At a reported cost of over $100 million, the 1,426 mile-long wall of steel, complete with its own ditch four meters wide and two meters deep, riddled with surveillance towers and electrical systems, will span the entirety of Ukraine’s eastern border with Russia, all the way to the Black Sea. During his visit to the wall site, Prime Minister Yatseniuk said that it demonstrates that Ukraine and Russia are “not one nation, as Putin says, and the Kremlin thinks.”
Of course, the wall’s symbolic meaning trumps its usefulness and practical application. But the mere idea that a nearly bankrupt Ukrainian government is allocating funds for its building at a time when more than 24 percent of its population lives beneath the poverty rate, when real inflation is 272 percent and the economy lost 7.5 percent in 2014, should be disconcerting for any Western observer.

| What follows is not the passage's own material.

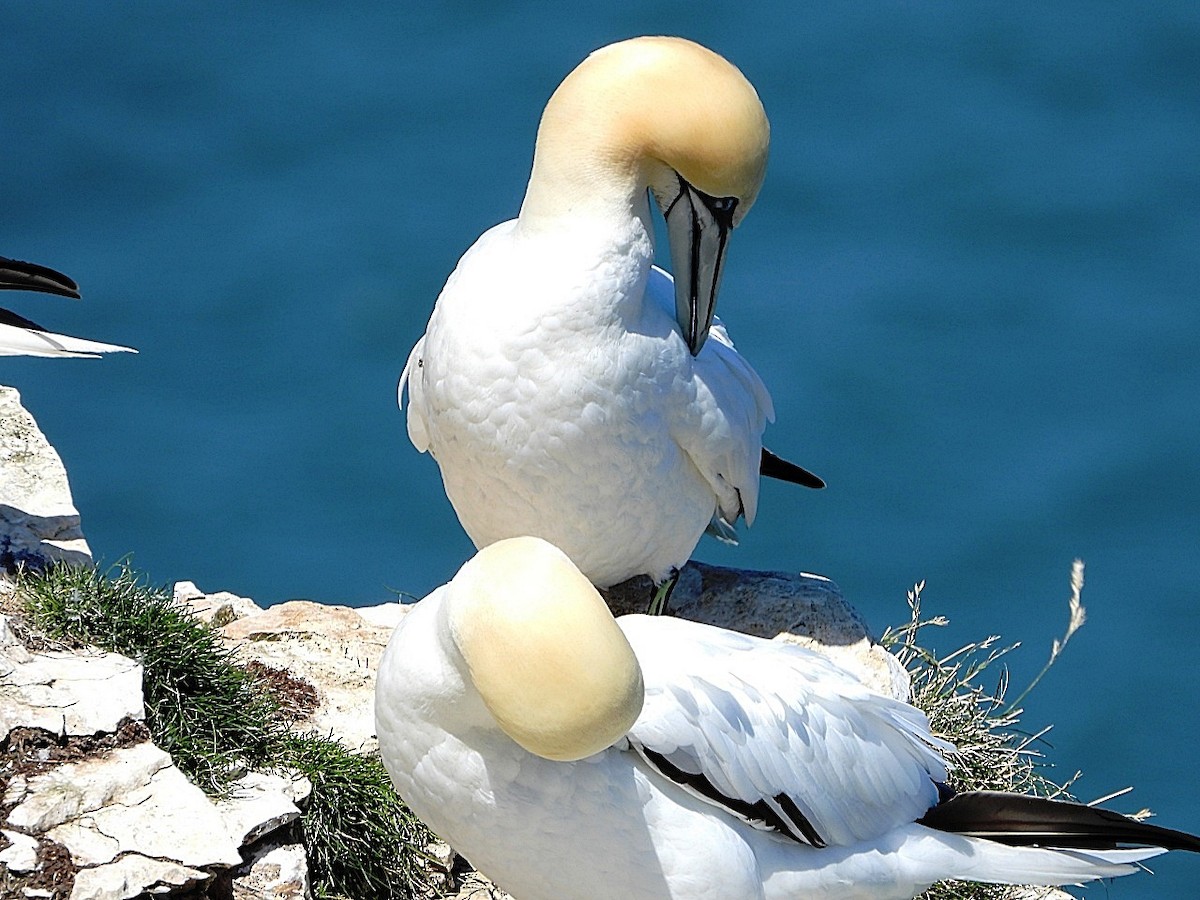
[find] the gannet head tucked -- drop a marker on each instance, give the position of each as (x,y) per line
(547,660)
(661,114)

Luckily, under the Minsk II agreement, Ukraine will have to create a roadmap to solve the situation of the two separatist regions in the Donbass. Indeed, despite being short on specifics, in exchange for regaining control of its Eastern border with Russia, the ceasefire calls on Kyiv to write a new constitution by the end of 2015 that would award the rebels a greater degree of autonomy and allow them to hold elections.
However, since the February signing of the deal, Kiev has so far failed to present a coherent political plan to fulfill the conditions mentioned in the text, giving birth to a slew of policy recommendations. Among the many “way outs for Ukraine” steadily delivered by pundits and sycophants over the past year, one recent suggestion caught my attention. Former Ukrainian Tax Minister, Oleksandr Klymenko, suggested in a series of op-eds in Newsweek that Ukraine should grant Special Economic Zone (SEZ) status to the two separatist republics in Donbass, in order to attract investment to the war-wracked region, while also keeping intact Ukraine’s sovereignty.

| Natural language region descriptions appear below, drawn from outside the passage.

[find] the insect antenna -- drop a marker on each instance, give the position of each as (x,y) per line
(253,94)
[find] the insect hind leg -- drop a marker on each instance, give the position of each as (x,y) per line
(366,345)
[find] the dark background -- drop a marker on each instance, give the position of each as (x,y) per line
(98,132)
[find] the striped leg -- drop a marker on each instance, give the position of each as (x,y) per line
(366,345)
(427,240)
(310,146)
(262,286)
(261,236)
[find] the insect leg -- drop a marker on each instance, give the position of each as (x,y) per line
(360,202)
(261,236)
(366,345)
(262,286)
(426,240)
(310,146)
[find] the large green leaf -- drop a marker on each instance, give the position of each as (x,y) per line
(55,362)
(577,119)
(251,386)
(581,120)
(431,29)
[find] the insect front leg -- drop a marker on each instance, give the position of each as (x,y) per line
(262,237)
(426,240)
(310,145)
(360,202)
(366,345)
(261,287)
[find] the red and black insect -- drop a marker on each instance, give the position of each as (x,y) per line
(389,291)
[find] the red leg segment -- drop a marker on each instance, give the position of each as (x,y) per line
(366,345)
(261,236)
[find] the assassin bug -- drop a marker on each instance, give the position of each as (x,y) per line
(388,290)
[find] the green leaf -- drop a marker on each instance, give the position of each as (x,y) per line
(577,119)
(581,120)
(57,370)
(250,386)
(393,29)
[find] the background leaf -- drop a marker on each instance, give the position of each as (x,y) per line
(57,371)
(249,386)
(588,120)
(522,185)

Since all parties to the conflict agreed in the Minsk peace deal that the Donbass has certain specific “particularities,” increasing the power of local governance through a SEZ would empower the so-far neglected minorities and local politicians to stimulate regional economic development. Much like the European Union’s own principle of subsidiarity — which maintains that decisions should be taken at the lowest possible level and the highest level necessary — granting increased autonomy coupled with a SEZ would provide the Donbass “tools to improve quality of life rather than relying on the beneficence of central government.” The final recommendation outlined by Klymenko concerns Ukraine’s status as a bridge between East and West, which should be set in stone by keeping the country on a neutral and non-aligned pathway.
Indeed, Klymenko does make several good points: the current Kyiv government seems to lack rudder, stalling in their talks with the Moscow-backed rebels and haggling over the precise meaning of the Minsk II agreement. But stalling for what? According to research by two Russian scholars from Moscow’s National Research University, Washington will not step up its game in Ukraine as the White House has settled on a policy of “strenuous inaction”. Treating Russia like a declining challenger that is nearing its collapse, the U.S. is “maintaining the status quo and waiting to negotiate later from a position of greater strength”. In other words, Obama is unlikely to supply weapons to Ukraine or take a stronger stance against Moscow, as it would not be in the US interest.
While the Russian economy is definitely under intense pressure from the international sanctions prompted by the illegal annexation of Crimea, Moscow can withstand that pressure past the end of 2015 deadline set in the Minsk agreement. In this context, Kiev doesn’t really have much of a choice – the West is unlikely to take a stronger stance against Russia nor is Ukraine’s going to improve this year enough for the country to risk a new outbreak of violence in the East. Klymenko’s plan could offer a useful compromise that would bridge the gap between Ukrainian hawks (such as Yatseniuk) and the softer elements in the government.
However, one thing that could stand in the way of Klymenko’s plan is Russia’s obstinacy. As long as Moscow refuses to back down down completely from its involvement in Eastern Ukraine, no solution stands a viable chance of succeeding. As ludicrous as the Great Ukrainian Wall sounds like, stopping Russia’s irresponsible hybrid war might need just that.